Guidelines for staging of CRC have been developed by the European Society of Medical Oncology (ESMO) , which recommend MRI and/or endorectal ultrasound for local staging of rectal cancer (in order to decide which patients need neoadjuvant therapy). MRI is preferred in stenotic tumors or cancers in the upper third of the rectum. In patients with colon cancer, local staging (by CT) primarily seeks to exclude T4 disease with infiltration into other organs. Variability exists in different European countries regarding the use of contrast-enhanced MDCT of the abdomen and chest (to be preferred over chest X-ray) for evaluation of nodal disease and distant metastases.
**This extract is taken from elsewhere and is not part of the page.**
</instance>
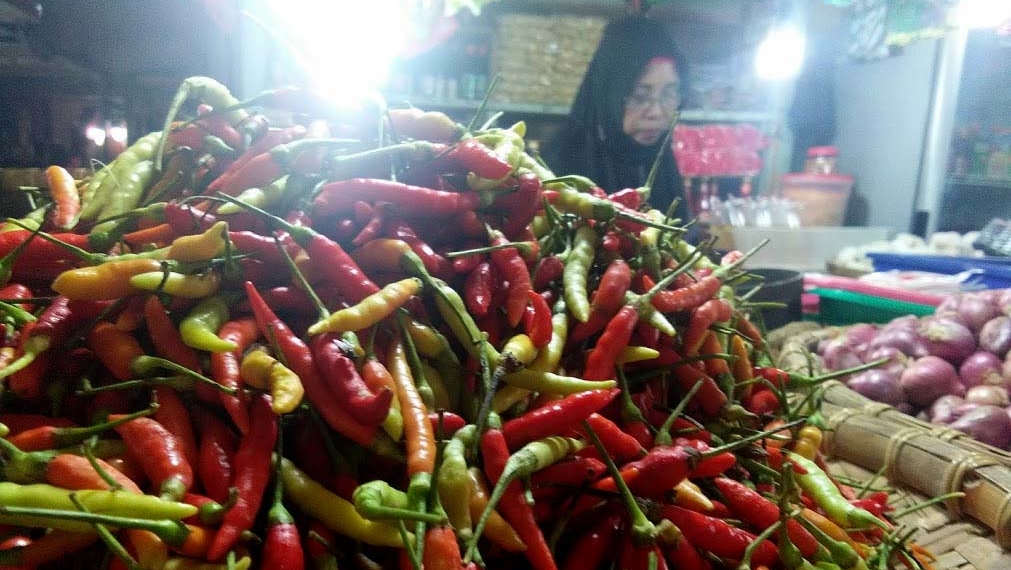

Assessment of lymph nodes based on size criteria alone has some limitations, because metastases can be found even in normal-sized lymph nodes [5, 6]. FDG-PET is not recommended for staging . It might be used for staging of patients with CT-detected synchronous liver metastases scheduled for liver surgery. However, a recent study showed that PET/CT in patients with potentially resectable liver metastases did not result in frequent change of management and did not improve overall survival . CTC screening for CRC will be presented and CRC staging by MDCT and MRI will be highlighted.